Back in Hollywood, McG, the director who’d sent Bale the script, was crushed. Bale was the only actor he believed had both the intensity and integrity to kick-start the beloved sci-fi franchise. So he got on a plane to London — no small gesture for a guy whose fear of flying contributed to him dropping out of Warner Bros.’ recent Superman reboot at the last minute because it was being shot in Australia. He believed that if he could just meet with Bale face-to-face, he could change his mind.

The two met at a café near Bale’s home, and McG did everything but act out the entire movie. He even handed Bale a copy of Cormac McCarthy’s The Road, saying how the novel’s bleak, postapocalyptic setting was what he had in mind for the film. But the desperate salesman was no match for the disinterested buyer. Then McG made his final, Hail Mary gambit. He pleaded with Bale to take a chance on him.

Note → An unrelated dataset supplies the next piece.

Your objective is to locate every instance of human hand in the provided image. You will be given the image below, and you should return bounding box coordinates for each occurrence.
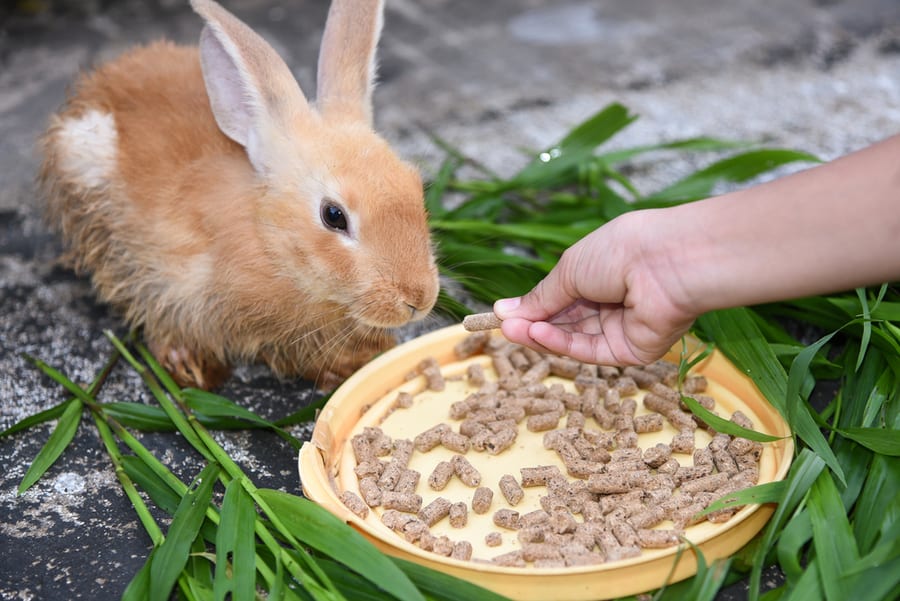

Bale recalls, ”I had this guy sitting there saying, ‘Christian, didn’t somebody ever take a leap of faith on you to do something radically different than you’ve ever done before? Give me that opportunity.’ So I’m thinking, ‘Oh, f—!”’ Bale’s advisers were against it too. Not just because Terminator Salvation was a sequel to a sequel to a sequel, but also because of McG himself, a man with little more to his credit than The O.C., a couple of Charlie’s Angels movies, and a ridiculous name. ”I had people telling me, ‘Don’t do it, Christian. Don’t go with that guy.’ In a strange way, I like the fact that he keeps that name because it does him no friggin’ favors,” says Bale. ”But people hear it and they go, ‘F— him!’ People were telling me, ‘Christian, you’re too good for Terminator.’ And I’m thinking, I’m too good? I’m not a snob. I really f—ing enjoy watching a good action movie. Who do you think I am?!”